I have to agree with him there. “Yes,” I bite out.
“I was never cut out for this small-town life anyway, so hear me out. What if…we hook up? I’ve got some neckties from my Catholic school uniform back in the day.
You want to be tied to the bedposts, I bet?
” He steps closer, gathers some of the tulle near my thigh, fingers it.
“I could fuck my former bride tonight. While you’re still in this wedding dress. How hot would that be?”
My shock—and my shameful hope—is replaced by red-hot rage. A plume of anger licks my veins. “You actually think I want to be fuck buddies with you?”
His smile is hopeful, a kid asking please. “I do.”
That is not the I do I’d expected. I’m swaying. I’m dizzy. How did this moment go from me imagining him dumping me for another woman, stealing my money, or, I don’t know, burning down my house, to him dumping me so he could enter his making-up-for-lost-time era?
He hooks his thumbs into the pockets of his jeans, rocks back on his sneakers. “What do you say?”
Is he for real? But one long glance at his too wide smile, and the genuine anticipation in his eyes, and I have my answer.
He means every leading-with-his-dick word.
I point to the door, the hundreds of guests beyond.
“What do you plan to say to all those people in the church? Your parents? How do you think they’ll take this?
Or my mom? Do you really want to go out there and tell them you’re working on your bedroom moves?
You’re dialing it down? You’re breaking out your neckties for a new use? ”
Aiden taps his chin, hesitating. “Fair point. Know what? All that time doing hair, you can talk to anyone. You can smooth anything over. I’m gonna pass this one off to you, sweetie pie,” he says, then leans in and drops an ambush of a scratchy kiss to my cheek, leaving behind a whiff of wilted lettuce on his breath.
He didn’t even brush his teeth before he dumped me on our wedding day?
Then, just in case this day couldn’t get worse, he presses a key card into my hand.
“Meet me tonight at eight. Room 131 at the Airport Inn before my flight tomorrow morning.”
My head explodes as I throw the card back at him. “You booked an airline ticket out of town before you broke it off?”
With zero remorse, he says, “There was only one super-saver flight left when I checked this morning, so I grabbed it. Airlines,” he says with a you get it shake of his head.
The plume turns into a wildfire, eating all the acreage inside me as I whirl around, grab the songbook, and cock it at his head.
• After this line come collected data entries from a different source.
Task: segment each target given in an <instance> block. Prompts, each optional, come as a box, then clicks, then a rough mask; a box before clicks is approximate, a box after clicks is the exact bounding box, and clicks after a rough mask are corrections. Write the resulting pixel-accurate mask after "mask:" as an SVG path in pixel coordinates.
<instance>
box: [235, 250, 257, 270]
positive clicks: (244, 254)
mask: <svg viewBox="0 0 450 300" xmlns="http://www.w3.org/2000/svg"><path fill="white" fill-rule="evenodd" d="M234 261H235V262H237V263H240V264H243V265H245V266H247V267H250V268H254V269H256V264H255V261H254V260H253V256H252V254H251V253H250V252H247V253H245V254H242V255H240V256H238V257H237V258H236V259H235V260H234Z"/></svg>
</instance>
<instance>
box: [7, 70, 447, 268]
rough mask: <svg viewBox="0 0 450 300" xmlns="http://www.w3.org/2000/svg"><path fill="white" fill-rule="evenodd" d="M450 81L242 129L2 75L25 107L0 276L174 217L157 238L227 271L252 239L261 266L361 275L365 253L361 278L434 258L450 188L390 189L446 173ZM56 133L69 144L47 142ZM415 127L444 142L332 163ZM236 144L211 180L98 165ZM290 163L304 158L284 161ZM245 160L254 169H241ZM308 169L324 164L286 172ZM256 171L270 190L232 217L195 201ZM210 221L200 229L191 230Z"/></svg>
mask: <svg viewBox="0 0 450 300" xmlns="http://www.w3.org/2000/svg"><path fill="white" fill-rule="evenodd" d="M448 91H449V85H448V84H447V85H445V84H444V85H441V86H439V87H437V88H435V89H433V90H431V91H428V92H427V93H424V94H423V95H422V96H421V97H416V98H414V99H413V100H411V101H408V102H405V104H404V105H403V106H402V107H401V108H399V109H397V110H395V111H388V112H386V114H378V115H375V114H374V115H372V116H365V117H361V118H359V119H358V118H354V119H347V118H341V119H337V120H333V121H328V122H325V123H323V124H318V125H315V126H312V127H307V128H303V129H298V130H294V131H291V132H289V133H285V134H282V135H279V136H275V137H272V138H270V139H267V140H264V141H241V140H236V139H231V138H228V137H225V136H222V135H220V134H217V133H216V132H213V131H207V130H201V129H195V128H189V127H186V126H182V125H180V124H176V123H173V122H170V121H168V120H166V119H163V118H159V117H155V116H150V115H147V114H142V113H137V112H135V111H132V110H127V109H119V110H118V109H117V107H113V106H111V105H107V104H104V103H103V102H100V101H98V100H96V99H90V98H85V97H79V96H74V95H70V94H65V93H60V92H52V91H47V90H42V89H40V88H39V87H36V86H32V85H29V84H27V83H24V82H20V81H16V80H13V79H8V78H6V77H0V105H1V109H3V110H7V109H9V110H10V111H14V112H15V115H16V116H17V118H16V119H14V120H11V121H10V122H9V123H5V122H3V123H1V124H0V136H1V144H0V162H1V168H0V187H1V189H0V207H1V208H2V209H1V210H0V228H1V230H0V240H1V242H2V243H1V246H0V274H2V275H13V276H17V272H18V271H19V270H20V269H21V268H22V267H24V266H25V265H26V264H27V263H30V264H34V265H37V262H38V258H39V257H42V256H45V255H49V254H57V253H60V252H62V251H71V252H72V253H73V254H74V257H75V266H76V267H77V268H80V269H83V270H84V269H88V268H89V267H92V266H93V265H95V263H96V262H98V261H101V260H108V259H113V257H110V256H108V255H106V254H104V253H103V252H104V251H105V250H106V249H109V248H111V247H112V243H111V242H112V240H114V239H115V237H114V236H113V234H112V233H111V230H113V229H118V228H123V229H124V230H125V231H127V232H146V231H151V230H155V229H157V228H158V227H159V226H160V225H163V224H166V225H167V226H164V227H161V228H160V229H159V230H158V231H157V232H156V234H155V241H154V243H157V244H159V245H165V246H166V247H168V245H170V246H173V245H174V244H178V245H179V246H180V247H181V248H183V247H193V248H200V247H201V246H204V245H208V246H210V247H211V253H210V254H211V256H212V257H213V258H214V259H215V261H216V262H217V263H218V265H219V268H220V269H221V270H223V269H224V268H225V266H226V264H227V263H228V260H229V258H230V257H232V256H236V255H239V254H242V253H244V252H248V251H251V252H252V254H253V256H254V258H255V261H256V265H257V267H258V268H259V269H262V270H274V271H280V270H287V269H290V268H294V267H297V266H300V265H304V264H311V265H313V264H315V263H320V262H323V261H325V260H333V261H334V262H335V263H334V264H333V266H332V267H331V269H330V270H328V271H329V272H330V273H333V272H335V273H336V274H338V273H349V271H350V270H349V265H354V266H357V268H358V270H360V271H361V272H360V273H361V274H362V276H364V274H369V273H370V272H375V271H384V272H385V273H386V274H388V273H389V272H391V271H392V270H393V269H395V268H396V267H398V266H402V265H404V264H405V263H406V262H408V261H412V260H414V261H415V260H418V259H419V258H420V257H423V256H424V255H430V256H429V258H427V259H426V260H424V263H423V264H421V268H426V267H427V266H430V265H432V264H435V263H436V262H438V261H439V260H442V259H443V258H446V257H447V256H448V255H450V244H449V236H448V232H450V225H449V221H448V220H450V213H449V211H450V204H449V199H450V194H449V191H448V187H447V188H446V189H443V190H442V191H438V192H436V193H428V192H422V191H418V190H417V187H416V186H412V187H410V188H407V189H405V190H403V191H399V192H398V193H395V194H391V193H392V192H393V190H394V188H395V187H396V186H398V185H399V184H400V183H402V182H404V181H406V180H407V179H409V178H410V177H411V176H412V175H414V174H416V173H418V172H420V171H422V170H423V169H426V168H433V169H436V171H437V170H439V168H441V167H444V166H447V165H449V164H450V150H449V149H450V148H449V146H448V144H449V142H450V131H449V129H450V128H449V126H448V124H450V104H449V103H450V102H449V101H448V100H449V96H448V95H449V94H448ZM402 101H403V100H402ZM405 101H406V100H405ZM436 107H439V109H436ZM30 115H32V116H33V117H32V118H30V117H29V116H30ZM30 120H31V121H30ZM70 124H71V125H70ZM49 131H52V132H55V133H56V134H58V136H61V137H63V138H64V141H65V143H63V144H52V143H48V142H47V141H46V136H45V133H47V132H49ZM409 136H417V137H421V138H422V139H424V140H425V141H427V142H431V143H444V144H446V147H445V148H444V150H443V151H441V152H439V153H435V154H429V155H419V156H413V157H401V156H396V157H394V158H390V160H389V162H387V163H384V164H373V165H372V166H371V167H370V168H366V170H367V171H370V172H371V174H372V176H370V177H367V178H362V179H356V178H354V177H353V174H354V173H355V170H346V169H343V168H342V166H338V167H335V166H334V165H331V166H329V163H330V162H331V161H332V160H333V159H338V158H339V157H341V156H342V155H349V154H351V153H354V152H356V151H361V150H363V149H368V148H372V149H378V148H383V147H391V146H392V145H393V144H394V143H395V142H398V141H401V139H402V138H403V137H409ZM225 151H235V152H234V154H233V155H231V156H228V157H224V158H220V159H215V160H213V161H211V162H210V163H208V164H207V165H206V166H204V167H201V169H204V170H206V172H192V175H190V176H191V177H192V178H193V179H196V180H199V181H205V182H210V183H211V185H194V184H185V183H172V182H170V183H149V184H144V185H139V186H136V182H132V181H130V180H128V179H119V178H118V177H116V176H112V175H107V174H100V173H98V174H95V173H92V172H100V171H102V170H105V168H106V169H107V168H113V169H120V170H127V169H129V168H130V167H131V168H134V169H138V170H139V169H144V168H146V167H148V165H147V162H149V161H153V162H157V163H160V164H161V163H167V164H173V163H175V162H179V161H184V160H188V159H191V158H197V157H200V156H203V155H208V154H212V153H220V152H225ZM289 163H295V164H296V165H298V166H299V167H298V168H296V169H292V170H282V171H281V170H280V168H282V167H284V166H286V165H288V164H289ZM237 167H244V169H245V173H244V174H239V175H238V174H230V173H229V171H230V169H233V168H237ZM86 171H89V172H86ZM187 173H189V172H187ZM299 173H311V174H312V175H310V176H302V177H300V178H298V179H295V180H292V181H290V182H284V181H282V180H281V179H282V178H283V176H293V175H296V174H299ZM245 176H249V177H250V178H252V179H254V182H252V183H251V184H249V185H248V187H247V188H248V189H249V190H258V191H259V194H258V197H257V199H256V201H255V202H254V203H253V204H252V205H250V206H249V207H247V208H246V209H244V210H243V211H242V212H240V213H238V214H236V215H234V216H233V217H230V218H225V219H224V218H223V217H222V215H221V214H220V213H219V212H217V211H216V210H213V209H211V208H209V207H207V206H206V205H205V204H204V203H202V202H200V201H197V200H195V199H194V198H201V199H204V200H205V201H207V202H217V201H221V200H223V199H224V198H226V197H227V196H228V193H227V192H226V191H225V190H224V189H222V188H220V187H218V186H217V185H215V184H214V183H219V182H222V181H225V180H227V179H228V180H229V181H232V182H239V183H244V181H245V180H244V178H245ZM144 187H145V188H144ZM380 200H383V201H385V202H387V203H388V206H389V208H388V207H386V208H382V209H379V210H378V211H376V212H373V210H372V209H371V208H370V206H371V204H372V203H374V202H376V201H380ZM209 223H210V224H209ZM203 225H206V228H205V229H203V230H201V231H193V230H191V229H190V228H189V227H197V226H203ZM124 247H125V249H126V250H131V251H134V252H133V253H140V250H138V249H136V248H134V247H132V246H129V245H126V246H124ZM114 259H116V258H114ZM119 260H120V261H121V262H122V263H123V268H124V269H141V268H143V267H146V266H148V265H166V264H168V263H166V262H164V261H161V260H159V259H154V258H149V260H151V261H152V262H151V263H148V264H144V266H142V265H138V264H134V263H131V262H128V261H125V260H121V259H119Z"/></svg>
But on his invitation to bone, he’s already yanked open the door, and is sauntering out.
A free man.
I can’t move. I can’t breathe. I can’t think.
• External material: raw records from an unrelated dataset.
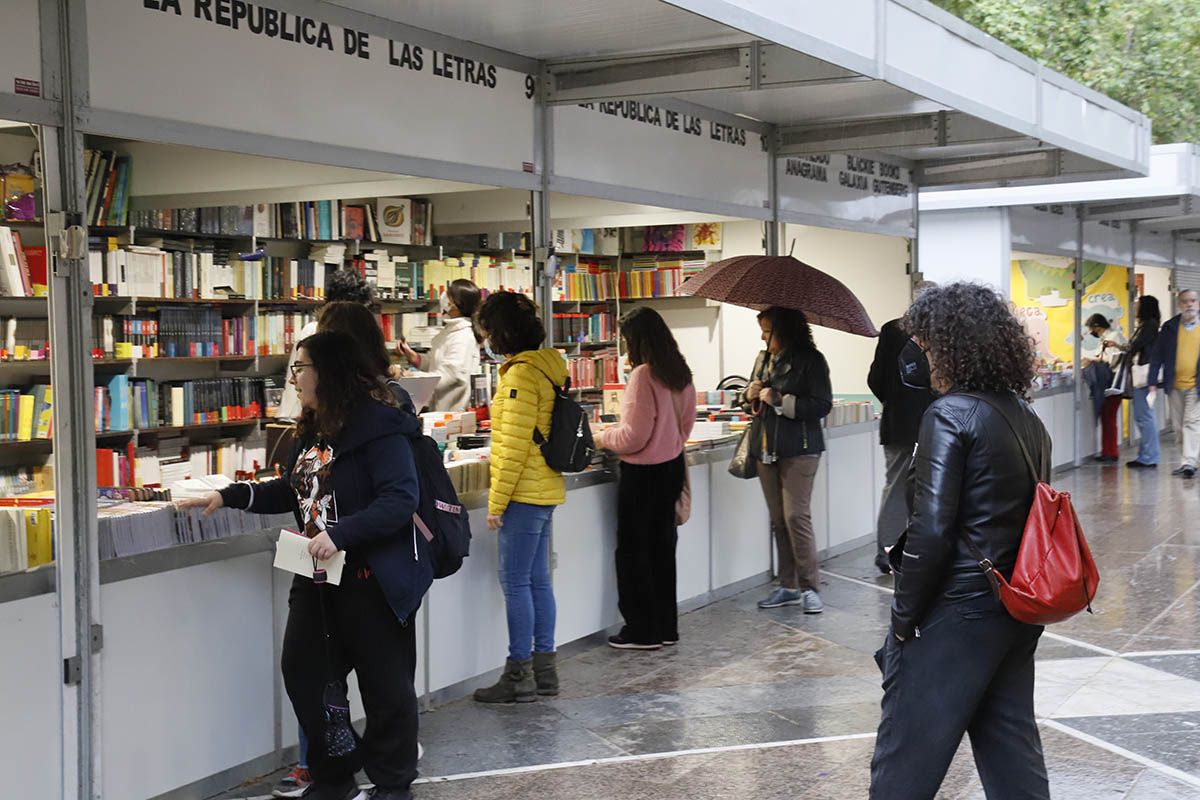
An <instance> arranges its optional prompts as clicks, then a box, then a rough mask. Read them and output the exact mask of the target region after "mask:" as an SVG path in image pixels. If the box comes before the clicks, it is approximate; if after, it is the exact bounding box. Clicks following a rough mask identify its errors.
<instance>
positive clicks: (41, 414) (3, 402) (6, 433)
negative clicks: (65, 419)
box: [0, 384, 53, 441]
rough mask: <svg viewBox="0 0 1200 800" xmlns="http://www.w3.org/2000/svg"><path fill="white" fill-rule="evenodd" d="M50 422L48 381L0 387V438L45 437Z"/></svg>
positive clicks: (46, 434) (15, 438) (51, 396)
mask: <svg viewBox="0 0 1200 800" xmlns="http://www.w3.org/2000/svg"><path fill="white" fill-rule="evenodd" d="M52 422H53V399H52V396H50V386H49V384H36V385H34V386H30V387H28V389H25V390H20V389H2V390H0V441H31V440H32V439H48V438H49V437H50V425H52Z"/></svg>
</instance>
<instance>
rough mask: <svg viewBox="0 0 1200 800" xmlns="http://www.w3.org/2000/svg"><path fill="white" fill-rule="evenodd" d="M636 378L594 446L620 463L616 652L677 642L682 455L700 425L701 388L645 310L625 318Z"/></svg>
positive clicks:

I’m standing in the bridal room, gripping a freaking songbook aimed at his disappearing frame.
Out there, a million of my family’s friends, including my very eager big sister and my even more eager mother, are waiting for me to walk down the aisle, waiting for my brother to give me away to a getaway groom who’s ghosted me.
My brother! That’s it.
Garrett’s the calm one. Garrett’s the cool one. He always knows what to do. I gather my skirt and race across the bridal room, hunting down my clutch purse on an ottoman in the corner, snapping it open with shaky fingers, and fishing out my phone.
As I text him, tears I didn’t expect rain down. Hot, heavy, sorrowful tears.
But why the hell am I so sad when this is what I actually dreamed of last night?